Marcus Vinícius Gomes Corrêa disse que foi abordado após se enganar e usar portaria social; condomínio diz que caso ainda está sendo apurado e cita preocupação com estado de saúde de funcionário

Um motoboy relatou ter sofrido uma agressão, na noite desta segunda-feira, após fazer uma entrega de hambúrgueres artesanais num prédio na Avenida Lúcio Costa, na Barra da Tijuca, Zona Oeste do Rio. Marcus Vinícius Gomes Corrêa contou que, na hora de deixar o edifício, se confundiu e acabou usando a portaria social. Logo depois, segundo ele, um porteiro se aproximou e começou a agredi-lo. Já o advogado do Condomínio Torre Ernest Hemingway, Bernardo Villas Boas Palermo, divulgou nota em que diz que os fatos ainda estão sendo apurados e que há uma preocupação com o estado de saúde do porteiro que, de acordo com ele, está hospitalizado.

Marcus Vinícius publicou um vídeo em que aparece deitado, dizendo: “o cara não quer me soltar, estou imobilizado. O cara nem policial é. Quatro porteiros e um policial morador vieram me agredir”.

“Como você viu nas imagens, eu fui agredido por um porteiro porque saí pela portaria social. Eu subi, num prédio redondo, procurei a saída. Me perdi, porque cada elevador te leva a um andar. Aí na hora de sair, eu me perdi porque saí pela saída mais próxima. Aí ele veio me empurrando, dizendo que eu não poderia sair por ali, que eu era motoboy, que eu tinha que sair pelos fundos. Me humilhando, como se eu fosse uma escória, um resto, um lixo. Eu falei: “meu amigo, não é assim que se fala com as pessoas. Eu estou perdido. Não trabalho aqui, não moro aqui. Só quero sair”, contou ele.

De acordo com Marcus Vinícius, o comportamento do porteiro foi arrogante. O motoboy relatou que, após dizer que sairia pela portaria social porque já se encontrava no local, começaram as agressões físicas:

“Pegou uma barra de ferro e começou a me acertar nos braços, na cabeça, no rosto. E dali a pouco juntaram todos os porteiros para me agredir. Quatro homens me agredindo. Eu caído no chão e eles me chutando.”

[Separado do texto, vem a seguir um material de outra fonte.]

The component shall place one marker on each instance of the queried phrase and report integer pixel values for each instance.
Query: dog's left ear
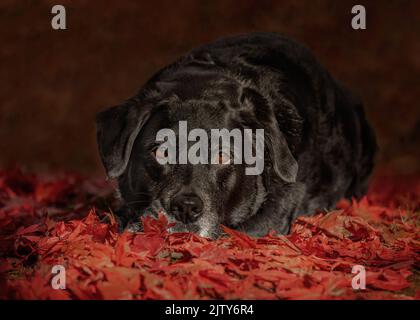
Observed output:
(281, 159)
(116, 131)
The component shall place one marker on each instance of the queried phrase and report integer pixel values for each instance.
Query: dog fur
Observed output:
(319, 147)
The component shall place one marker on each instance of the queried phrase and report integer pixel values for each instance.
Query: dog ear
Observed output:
(116, 131)
(281, 159)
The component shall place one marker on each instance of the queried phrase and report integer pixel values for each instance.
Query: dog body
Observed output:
(319, 147)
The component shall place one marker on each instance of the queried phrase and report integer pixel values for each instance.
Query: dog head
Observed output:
(197, 196)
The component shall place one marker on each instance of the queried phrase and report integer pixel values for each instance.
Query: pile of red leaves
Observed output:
(53, 221)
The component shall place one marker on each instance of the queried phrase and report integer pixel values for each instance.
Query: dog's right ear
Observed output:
(116, 131)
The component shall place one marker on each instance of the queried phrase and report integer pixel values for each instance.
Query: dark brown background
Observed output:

Ele disse que, logo em seguida, chegou um morador que se apresentou como policial.

“Um morador viu a situação e desceu, completamente descontrolado. Ele, que se diz policial, começou a me agredir também, dizendo que ia me matar, que ia me dar um tiro. Eu caído no chão e eles me batendo. Eu falei: “não precisa disso, eu só queria sair. Eu fiz a entrega e quero sair do prédio”. E ele mandando eu calar a boca, que ia me dar um tiro, me sufocando. Me deram um mata-leão que eu quase perdi os sentidos. Estava sendo torturado psicologicamente e caído no chão, sendo agredido por cinco homens descontrolados. Eu achei que fosse morrer”, relatou Marcus Vinícius, afirmando que está com dores no corpo.

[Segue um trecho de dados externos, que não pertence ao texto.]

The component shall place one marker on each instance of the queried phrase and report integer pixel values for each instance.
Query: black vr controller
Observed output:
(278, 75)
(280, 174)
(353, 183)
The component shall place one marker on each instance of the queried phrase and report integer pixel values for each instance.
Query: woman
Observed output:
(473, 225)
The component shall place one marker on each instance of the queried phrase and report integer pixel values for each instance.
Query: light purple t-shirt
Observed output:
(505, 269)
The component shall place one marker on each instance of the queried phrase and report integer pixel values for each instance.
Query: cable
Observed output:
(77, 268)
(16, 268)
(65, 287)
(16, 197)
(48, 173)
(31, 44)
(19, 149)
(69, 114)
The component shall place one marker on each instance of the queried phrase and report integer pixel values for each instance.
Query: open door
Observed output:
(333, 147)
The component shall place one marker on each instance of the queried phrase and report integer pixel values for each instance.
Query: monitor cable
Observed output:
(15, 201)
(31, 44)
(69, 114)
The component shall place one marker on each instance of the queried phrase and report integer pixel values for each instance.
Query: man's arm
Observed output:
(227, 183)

O motoboy disse que não recebeu ajuda de ninguém e que as agressões só pararam quando policiais do 31º BPM (Recreio dos Bandeirantes) chegaram ao prédio. O caso foi registrado na 16ª DP (Barra da Tijuca). Marcus Vinícius contou que nunca havia passado por uma situação semelhante e que, agora, espera por justiça:

“Nunca passei por nada parecido na vida. É algo que me deixa triste. Estou abalado com a situação até agora.”

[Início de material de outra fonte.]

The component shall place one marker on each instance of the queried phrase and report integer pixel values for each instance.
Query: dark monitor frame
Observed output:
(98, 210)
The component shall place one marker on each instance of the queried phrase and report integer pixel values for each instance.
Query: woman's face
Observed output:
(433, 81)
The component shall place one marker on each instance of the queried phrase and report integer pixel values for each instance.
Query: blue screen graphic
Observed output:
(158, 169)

A íntegra do posicionamento do condomínio: “No momento ainda estão sendo apurados os fatos ocorridos na noite de ontem. O condomínio está bem preocupado com o estado de saúde do porteiro”.

Em nota, a Polícia Militar informou que “as equipes do 31° BPM (Recreio dos Bandeirantes) conduziram o entregador, que se apresentou como vítima, e o acusado a 16ª DP para esclarecimento e registro dos fatos”. De acordo com a 16ª DP (Barra da Tijuca), um inquérito foi instaurado e as investigações estão em andamento. Testemunhas serão ouvidas para apurar e esclarecer a dinâmica dos fatos.